The good news is that you can experience that love! In spite of your sins, regardless of your past, no matter what you have done or who you are. God offers you hope. The depth of God’s commitment to you is captured in these words of the apostle Paul: "But God demonstrates his own love for us in this: While we were still sinners, Christ died for us" (Romans 5:8).

The awful product of sin is alienation from God. Sin corrupts and destroys relationships, not only between humans and God, but among humans themselves. God commands us to love him and to love our neighbors, but humans cannot find within themselves the ability to obey that command. Selfishness lies at the root of sin, and selfishness leads us to consider relationships, whether with God or with our neighbors, of little value compared to ourselves and our personal desires.
But God’s love for humanity transcends our selfishness and unfaithfulness. By his grace, his gift, we are able to be delivered from sin and its final result—death. God’s plan of salvation, of reconciliation to him, is so merciful and so undeserved that no gift could ever be greater.

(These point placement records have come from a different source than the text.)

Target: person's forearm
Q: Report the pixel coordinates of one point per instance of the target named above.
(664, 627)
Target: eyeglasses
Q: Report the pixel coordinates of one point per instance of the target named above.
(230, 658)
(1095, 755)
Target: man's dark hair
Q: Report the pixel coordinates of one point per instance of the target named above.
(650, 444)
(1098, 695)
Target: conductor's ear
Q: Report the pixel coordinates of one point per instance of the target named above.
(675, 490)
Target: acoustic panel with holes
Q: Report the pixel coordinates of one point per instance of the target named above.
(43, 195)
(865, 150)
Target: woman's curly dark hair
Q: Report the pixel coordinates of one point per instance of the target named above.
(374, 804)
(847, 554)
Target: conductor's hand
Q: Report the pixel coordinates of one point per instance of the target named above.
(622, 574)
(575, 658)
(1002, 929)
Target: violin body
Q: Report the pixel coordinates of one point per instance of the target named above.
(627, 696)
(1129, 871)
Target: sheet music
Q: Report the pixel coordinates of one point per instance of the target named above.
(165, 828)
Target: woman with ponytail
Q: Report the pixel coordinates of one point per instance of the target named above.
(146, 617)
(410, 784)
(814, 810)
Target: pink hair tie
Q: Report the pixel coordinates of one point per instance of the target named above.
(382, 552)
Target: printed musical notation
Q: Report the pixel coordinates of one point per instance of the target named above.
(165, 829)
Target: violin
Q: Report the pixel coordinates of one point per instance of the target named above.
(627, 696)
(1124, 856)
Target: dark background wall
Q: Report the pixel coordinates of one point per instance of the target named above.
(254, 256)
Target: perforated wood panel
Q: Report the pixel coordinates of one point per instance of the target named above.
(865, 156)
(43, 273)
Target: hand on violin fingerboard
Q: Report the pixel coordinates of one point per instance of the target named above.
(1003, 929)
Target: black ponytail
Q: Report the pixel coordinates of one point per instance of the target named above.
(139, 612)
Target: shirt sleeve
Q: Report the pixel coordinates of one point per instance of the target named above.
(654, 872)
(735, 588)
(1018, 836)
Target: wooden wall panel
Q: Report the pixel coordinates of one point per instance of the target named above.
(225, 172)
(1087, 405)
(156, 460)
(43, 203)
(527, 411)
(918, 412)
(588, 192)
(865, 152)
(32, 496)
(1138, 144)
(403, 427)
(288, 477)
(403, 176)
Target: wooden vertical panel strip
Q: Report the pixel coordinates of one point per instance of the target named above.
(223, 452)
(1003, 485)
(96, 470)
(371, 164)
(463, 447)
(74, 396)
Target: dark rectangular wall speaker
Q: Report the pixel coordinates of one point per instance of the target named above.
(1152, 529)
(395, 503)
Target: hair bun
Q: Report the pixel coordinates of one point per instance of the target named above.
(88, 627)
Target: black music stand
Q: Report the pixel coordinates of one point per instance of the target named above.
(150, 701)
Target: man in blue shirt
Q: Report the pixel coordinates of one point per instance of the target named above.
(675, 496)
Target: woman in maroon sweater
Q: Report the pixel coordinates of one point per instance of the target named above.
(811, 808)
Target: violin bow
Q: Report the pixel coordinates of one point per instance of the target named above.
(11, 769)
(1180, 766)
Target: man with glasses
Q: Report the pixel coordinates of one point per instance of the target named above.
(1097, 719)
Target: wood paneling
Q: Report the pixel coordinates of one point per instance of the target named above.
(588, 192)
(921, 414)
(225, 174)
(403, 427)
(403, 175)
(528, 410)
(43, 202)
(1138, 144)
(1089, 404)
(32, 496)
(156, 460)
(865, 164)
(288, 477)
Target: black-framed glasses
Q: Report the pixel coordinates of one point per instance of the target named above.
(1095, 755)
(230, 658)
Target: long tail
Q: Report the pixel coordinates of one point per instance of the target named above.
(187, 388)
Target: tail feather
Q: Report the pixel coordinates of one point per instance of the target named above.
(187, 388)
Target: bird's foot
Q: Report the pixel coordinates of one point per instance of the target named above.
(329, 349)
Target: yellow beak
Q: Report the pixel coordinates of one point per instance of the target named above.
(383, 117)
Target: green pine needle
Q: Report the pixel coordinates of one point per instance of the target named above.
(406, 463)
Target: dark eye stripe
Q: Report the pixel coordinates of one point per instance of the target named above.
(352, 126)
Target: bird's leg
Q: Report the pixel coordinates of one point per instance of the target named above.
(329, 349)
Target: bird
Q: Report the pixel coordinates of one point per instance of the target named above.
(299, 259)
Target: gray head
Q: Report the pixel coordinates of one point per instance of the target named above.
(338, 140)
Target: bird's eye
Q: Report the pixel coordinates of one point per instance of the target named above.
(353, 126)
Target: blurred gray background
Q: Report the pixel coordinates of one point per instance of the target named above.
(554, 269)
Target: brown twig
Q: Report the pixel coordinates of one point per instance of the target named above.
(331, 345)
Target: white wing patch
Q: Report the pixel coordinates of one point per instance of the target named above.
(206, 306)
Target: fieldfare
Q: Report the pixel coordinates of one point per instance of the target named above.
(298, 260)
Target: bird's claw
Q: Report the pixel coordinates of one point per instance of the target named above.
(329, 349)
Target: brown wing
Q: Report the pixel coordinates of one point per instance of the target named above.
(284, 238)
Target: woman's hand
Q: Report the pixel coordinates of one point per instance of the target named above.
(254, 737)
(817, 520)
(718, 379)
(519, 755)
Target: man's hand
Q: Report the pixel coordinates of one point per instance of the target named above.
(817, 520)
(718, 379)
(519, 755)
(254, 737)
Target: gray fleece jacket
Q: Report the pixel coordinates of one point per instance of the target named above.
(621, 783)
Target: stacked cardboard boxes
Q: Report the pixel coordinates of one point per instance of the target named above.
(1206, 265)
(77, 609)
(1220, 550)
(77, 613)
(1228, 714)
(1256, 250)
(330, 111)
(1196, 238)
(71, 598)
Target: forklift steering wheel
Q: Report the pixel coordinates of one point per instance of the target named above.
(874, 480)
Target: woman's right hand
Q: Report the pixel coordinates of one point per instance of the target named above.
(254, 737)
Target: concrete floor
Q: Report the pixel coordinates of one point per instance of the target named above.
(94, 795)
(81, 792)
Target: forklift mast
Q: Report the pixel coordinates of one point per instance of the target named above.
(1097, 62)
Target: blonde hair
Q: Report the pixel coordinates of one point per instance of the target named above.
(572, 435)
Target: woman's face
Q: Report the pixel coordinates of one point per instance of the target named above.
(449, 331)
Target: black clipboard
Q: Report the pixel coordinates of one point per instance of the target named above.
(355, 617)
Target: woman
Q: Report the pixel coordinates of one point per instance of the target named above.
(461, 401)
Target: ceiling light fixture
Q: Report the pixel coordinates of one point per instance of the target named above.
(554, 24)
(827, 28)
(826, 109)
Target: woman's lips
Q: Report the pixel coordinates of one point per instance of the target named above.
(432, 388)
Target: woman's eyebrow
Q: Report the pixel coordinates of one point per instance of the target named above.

God calls us to himself through Jesus Christ. He works in our hearts to reveal himself to us, to convict us of our sinful state, and he gives us the capacity to respond to him in faith. Then God leaves the choice up to us. We can accept what he offers—salvation, to know him, to abide in his love as his own children. We can choose to enter into that transcendent life that will continue to grow in his love and faith (Romans 1:17), pressing relentlessly toward that glorious day at the resurrection when even our vile bodies will be changed to immortal spiritual bodies (1 Corinthians 15:44).
Or we can choose to reject God’s offer, to continue our own lives, our own ways, following our own self-oriented pursuits and pleasures, which will simply end in death. But God loves the people he created, "not wanting anyone to perish, but everyone to come to repentance" (2 Peter 3:9). Reconciliation with God is the only true hope of all humanity, and it is your only true hope.
When we accept God’s offer, when we turn away from sin in repentance and to our Father in faith, accepting his Son as our Savior, God justifies us by Jesus’ blood, by Jesus’ death in our place, and he sanctifies us by his Spirit. It is the ultimate life-changing experience. We then walk in utter newness of life—not a life of selfishness and broken relationships, but a life of love, of obedience toward God (1 John 1:6-7:2:4).
By God’s love through Jesus Christ we are born again—from above, symbolized by baptism. Our lives are then no longer conformed to our former selfish lusts and incentives, but to the image of Christ and to the generous will of God. Immortal, eternal life in God’s family then becomes our incorruptible inheritance, to be received at the return of our Savior.
I ask again, what could be more comforting than to experience the reality of the love of God? What are you waiting for?